The Ohio Commission recommended paying for these changes by raising other tax rates and broadening the tax base so that the overall revenue is unaffected. Its proposal shifts tax burdens to individuals and away from businesses without giving out targeted business tax breaks.

Michigan should take note of the Ohio report. Over the long run, rather than granting millions of dollars in tax breaks under MEGA, the state should consider phasing out the tax on business personal property. This type of reform should benefit small firms and large firms across all industries. Furthermore, a phase-out would reduce administrative costs to the government and private sector and avoid questions of favoritism and corruption that can occur with more targeted programs.

Conclusion

Governor Engler says Michigan needs MEGA because 44 other states have similar programs and the state should not “unilaterally disarm” itself in the interstate war of economic development. As a response to the competition, MEGA is short-sighted, too narrowly targeted, and expensive. It will provide a large benefit to a small group of firms while not assuring that those firms will locate in the areas that most need the jobs. The 20-year eligibility period is more generous than any existing state program and will cost the state millions of dollars in foregone tax revenues.
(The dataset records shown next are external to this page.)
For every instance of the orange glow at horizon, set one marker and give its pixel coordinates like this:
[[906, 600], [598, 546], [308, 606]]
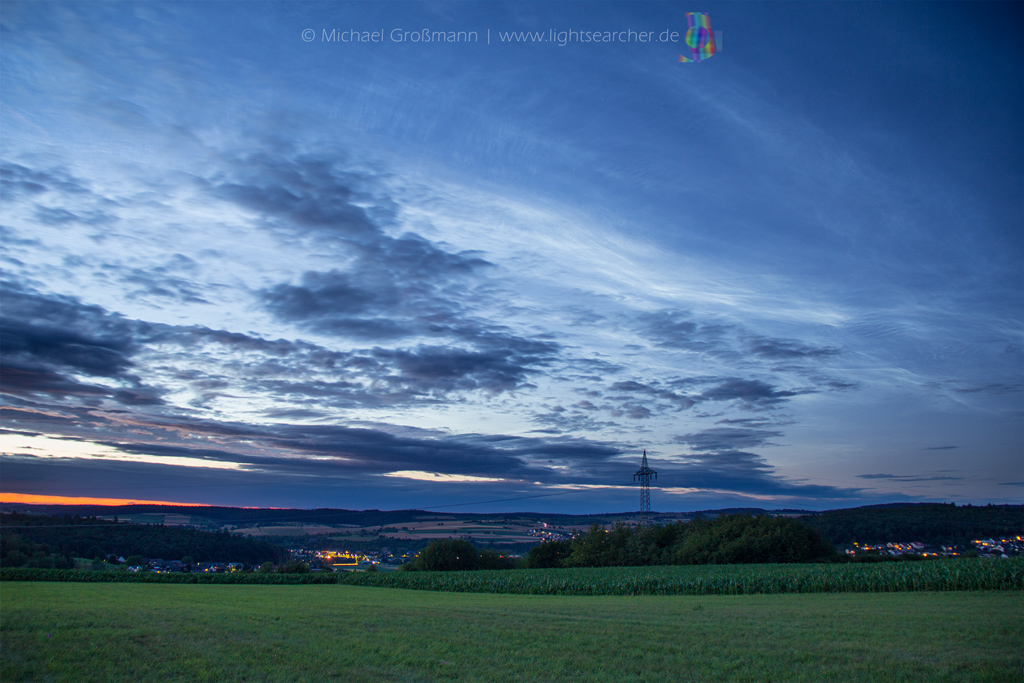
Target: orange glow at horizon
[[31, 499]]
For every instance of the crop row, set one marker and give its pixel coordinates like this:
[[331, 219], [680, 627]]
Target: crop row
[[961, 574], [718, 580], [28, 573]]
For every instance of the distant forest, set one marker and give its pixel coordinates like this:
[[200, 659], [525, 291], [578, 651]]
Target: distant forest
[[931, 523], [55, 541], [726, 540]]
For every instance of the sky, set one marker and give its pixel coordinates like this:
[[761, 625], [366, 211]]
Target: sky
[[479, 256]]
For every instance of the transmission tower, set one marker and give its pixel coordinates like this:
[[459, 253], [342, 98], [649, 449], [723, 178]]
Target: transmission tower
[[644, 474]]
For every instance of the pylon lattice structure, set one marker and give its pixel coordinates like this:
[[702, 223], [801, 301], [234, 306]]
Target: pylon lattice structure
[[643, 475]]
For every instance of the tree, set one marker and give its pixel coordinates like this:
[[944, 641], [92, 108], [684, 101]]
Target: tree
[[294, 566], [549, 554], [446, 555]]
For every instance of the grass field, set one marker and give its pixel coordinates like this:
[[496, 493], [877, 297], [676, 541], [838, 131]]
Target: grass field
[[144, 632]]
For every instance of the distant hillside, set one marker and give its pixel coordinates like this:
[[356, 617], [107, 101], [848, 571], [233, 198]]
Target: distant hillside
[[933, 523], [52, 538]]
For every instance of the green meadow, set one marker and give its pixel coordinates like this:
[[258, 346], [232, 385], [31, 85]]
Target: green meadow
[[115, 632]]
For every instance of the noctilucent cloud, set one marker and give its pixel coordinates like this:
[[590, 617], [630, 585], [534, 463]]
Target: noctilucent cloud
[[476, 256]]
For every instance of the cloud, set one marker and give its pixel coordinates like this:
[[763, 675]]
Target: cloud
[[745, 473], [49, 340], [751, 393], [728, 438], [784, 349], [896, 477]]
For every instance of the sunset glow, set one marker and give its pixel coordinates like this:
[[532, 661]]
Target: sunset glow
[[30, 499]]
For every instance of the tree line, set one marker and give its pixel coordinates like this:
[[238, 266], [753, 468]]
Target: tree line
[[726, 540], [932, 523]]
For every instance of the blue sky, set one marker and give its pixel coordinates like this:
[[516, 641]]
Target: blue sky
[[242, 267]]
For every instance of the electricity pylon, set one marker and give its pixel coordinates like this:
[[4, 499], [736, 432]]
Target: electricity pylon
[[644, 474]]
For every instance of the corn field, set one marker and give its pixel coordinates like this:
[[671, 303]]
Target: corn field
[[955, 574], [967, 574]]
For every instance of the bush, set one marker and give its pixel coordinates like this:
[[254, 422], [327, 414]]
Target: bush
[[294, 566]]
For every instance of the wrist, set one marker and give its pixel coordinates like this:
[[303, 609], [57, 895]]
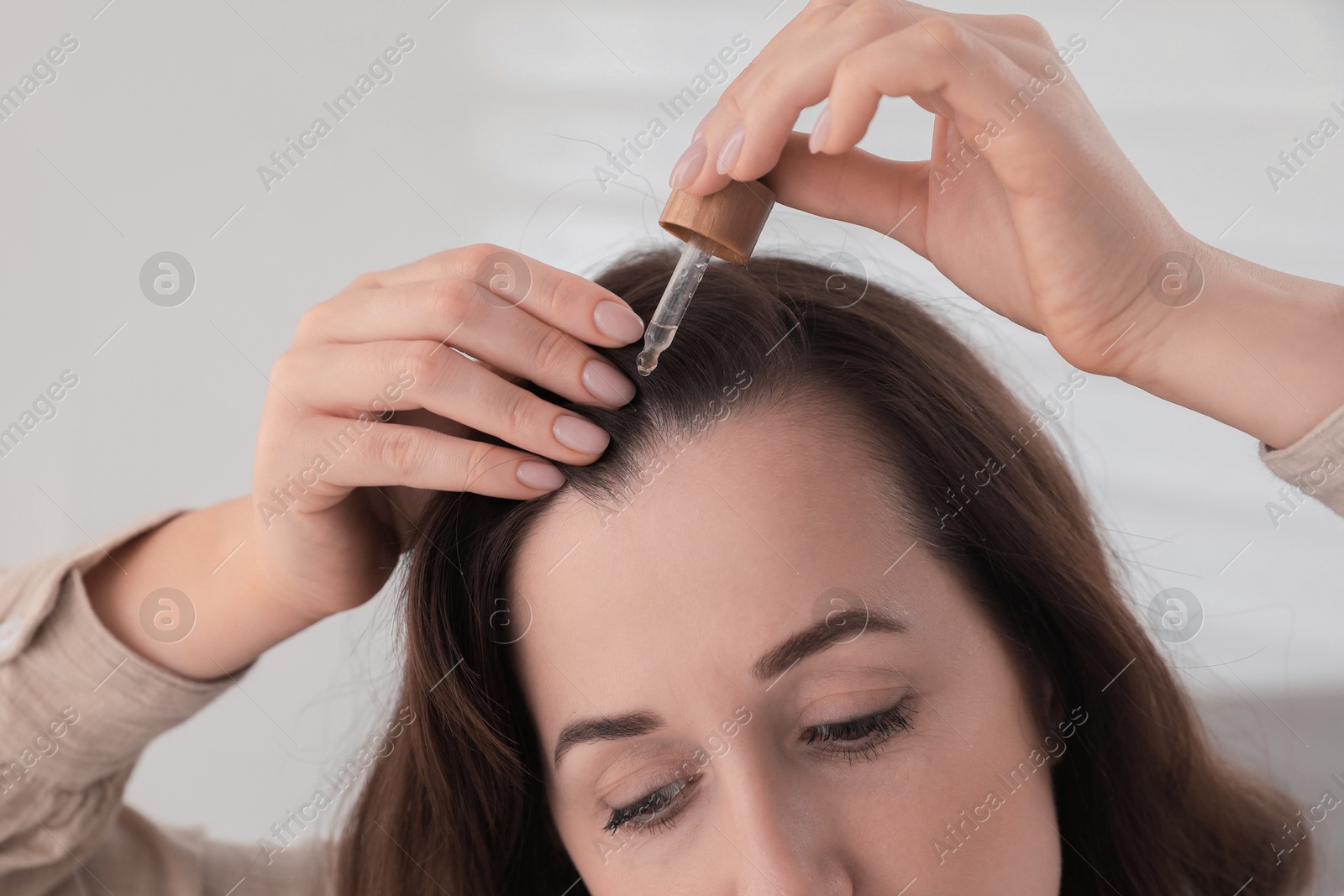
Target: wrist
[[1257, 349]]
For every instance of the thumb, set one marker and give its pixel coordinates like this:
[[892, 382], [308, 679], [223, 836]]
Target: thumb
[[855, 186]]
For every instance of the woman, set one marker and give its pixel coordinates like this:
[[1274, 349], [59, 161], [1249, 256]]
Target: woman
[[826, 614]]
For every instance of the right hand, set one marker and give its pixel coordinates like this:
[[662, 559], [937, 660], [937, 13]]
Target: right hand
[[386, 342]]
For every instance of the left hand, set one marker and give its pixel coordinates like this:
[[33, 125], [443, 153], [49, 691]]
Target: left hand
[[1042, 217]]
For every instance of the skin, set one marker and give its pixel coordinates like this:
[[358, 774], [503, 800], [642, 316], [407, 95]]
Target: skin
[[675, 627], [1050, 226]]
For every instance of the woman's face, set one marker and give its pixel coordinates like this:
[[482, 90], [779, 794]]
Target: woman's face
[[748, 680]]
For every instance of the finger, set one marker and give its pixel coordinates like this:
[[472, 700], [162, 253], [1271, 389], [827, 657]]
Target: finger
[[790, 78], [732, 102], [463, 315], [354, 453], [887, 196], [568, 301], [972, 76], [380, 376]]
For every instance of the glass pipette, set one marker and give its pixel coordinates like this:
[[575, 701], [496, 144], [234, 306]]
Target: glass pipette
[[676, 297]]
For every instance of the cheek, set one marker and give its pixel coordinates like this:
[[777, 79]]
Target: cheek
[[960, 821]]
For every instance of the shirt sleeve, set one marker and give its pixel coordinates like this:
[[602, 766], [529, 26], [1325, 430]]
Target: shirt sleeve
[[1314, 464], [77, 708]]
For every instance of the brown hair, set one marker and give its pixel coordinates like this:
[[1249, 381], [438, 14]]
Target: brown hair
[[1144, 805]]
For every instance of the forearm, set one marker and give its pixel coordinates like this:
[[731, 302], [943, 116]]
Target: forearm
[[206, 555], [1260, 349]]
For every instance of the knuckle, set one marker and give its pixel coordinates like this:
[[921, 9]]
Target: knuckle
[[553, 352], [480, 458], [1027, 29], [421, 362], [369, 280], [873, 16], [449, 301], [400, 449], [517, 410], [945, 34]]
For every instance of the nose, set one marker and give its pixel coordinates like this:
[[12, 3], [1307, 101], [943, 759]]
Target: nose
[[777, 840]]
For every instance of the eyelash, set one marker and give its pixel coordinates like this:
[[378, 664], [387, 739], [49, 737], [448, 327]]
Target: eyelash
[[875, 730]]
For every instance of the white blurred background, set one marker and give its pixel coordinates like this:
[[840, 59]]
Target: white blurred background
[[491, 130]]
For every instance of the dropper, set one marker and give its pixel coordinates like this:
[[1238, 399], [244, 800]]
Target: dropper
[[725, 223], [675, 300]]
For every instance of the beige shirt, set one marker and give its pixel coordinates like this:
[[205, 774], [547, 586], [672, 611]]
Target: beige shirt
[[77, 708]]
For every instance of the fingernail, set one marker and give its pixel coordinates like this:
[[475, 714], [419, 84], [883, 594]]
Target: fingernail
[[689, 165], [580, 434], [820, 130], [732, 149], [617, 322], [539, 476], [606, 383]]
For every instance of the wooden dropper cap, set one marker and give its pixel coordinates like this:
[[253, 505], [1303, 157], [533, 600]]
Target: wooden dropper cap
[[730, 217]]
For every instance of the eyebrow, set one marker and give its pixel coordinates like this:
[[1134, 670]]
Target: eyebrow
[[824, 633], [817, 637]]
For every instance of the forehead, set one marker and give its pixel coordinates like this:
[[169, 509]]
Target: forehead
[[732, 546]]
Over the long run, the state should concentrate on broad-based improvements to the business climate. Phasing out the personal property tax on machines and equipment would benefit all of the large manufacturers targeted by MEGA and many other small and medium-sized businesses.

1Directory of Incentives for Business Investment, 3rd ed. National Association of State Development Agencies, 1991. We looked at the following states: Illinois, Indiana, Iowa, North Carolina, Ohio, and Pennsylvania.
2See Roy W. Bahl, “Taxation and Economic Development in Ohio: A Blueprint for the Future,” State Tax Notes, March 13, 1995, pp. 1081–1098.